Of course, and that's the value of the abstraction to me. Docker itself is obviously nothing to do with the Linux container technologies themselves that make up the equivalent functionality of FreeBSD jails, but I'm not aware of any equivalent abstraction that works around jails or zones even though it might be possible. So the way I see containers on Linux is not literally a composition of kernel features like cgroups or seccomp, but as an abstract thing that can be composed out of various primitives. And in practice, there's a number of different runtimes around it, including Docker clones like Podman, or tools that manage effectively chroots much closer to what you would do with jails.
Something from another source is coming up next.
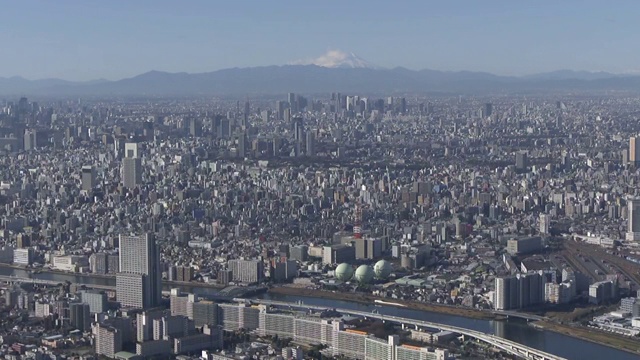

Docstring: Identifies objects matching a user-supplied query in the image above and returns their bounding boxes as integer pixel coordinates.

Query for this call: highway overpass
[250,298,566,360]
That said, I could just be completely wrong, and there could be similar things that can be done using jails and zones. But when I looked around for similar art with FreeBSD jails, either with regards to Docker's style of packaging and distribution, or with regards to additional layers like gVisor, it didn't seem like a thing well-suited to that kind of composition. In comparison, jails, at least, seem kind of like more powerful chroots. To me this is a pretty big difference versus Linux "containers".

[tptacek]

My mental model of Zones and Jails is that they are a cleaner, more convenient, less error-prone way of expressing a modern, minimally-privileged, locked down Docker runtime. You won't catch me arguing that Zones aren't better than Docker, but the u->k attack surface is untenable for multitenant workloads.

[Koshkin]

Similar to Xen?

[tptacek]

Much weirder than Xen.

[schoen]

> The dealbreaker problem remains a shared kernel attack surface between tenants.

Also, now, extremely subtle and hard-to-mitigate timing attacks between tenants.

[tptacek]

In fairness, that's an attack class that's very difficult to eradicate even with virtualization.